An Investigation into the Effect of Statins on HBA1C Levels in Pre-diabetic and Diabetic Patients
Growing concern about statin use and risk of developing diabetes mellitus. Some literature suggests diabetogenic effects with long term statin use (Casula et al., 2017; Kim et al., 2018; Navarese et al., 2013), especially for prediabetic patients (Kostapanos et al., 2009). Majority of prediabetics/diabetics are on statins due to age-related comorbidities or diabetic complications, with a greater than 50-fold increase in prescription prevalence between 1995 and 2013. We sought to analyse HbA1c levels over time for this patient group.

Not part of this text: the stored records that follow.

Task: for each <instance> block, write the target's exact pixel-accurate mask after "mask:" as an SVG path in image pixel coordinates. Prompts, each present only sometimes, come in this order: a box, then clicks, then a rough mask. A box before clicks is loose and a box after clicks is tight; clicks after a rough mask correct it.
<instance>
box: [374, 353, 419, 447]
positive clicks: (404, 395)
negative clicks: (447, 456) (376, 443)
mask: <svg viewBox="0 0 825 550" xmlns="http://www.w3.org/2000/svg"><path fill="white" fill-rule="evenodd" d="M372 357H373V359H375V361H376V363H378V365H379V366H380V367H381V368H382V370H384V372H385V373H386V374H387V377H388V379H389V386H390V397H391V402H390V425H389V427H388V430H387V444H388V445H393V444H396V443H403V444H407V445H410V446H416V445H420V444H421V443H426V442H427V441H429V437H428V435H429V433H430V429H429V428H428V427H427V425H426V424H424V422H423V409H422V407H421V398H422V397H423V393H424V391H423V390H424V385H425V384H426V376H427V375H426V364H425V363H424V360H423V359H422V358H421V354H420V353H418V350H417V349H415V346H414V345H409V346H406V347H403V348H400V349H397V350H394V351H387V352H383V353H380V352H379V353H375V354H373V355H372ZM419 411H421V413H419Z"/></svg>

Filtered EMIS search, inclusion criteria: 1. Diabetic/prediabetic; 2. Continuous statin use for a full year; 3. HbA1c measures before, up to a month after and 9 months after statin commencement. Relevant data securely collected and analysed on Minitab 17 through paired t tests.

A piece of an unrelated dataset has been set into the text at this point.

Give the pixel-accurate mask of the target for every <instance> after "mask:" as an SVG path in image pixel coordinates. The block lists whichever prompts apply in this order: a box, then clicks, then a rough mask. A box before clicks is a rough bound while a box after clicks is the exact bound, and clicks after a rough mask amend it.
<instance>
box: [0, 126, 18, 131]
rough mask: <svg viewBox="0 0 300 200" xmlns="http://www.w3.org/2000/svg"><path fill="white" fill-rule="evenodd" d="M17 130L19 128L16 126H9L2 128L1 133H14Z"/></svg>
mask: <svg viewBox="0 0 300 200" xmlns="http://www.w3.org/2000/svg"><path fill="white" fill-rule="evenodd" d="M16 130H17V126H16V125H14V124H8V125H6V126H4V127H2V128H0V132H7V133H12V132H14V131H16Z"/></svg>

247 patients identified. 62 patients randomly selected for analysis. For prediabetics, mean HbA1c significantly increased (p=0.05) before statin use (41.1mmol/mol [40.2-43.9]) to after short-term statin usage (42.7mmol/mol [40.8-45.0]). There was a similar insignificant increase in diabetics.
Currently, no specific recommendations for statin use in prediabetics. Patients on long-term statins, at risk of developing diabetes, need regular HbA1c monitoring. Statins should be continued if diabetes develops, in accordance with NICE guidelines, as CVD complications pose a greater health risk and there is no evidence that statins affects glycaemic control. However, healthcare professionals should be aware of the diagnostic limitations of HbA1c, and should use it in conjunction with other tests for diagnosis.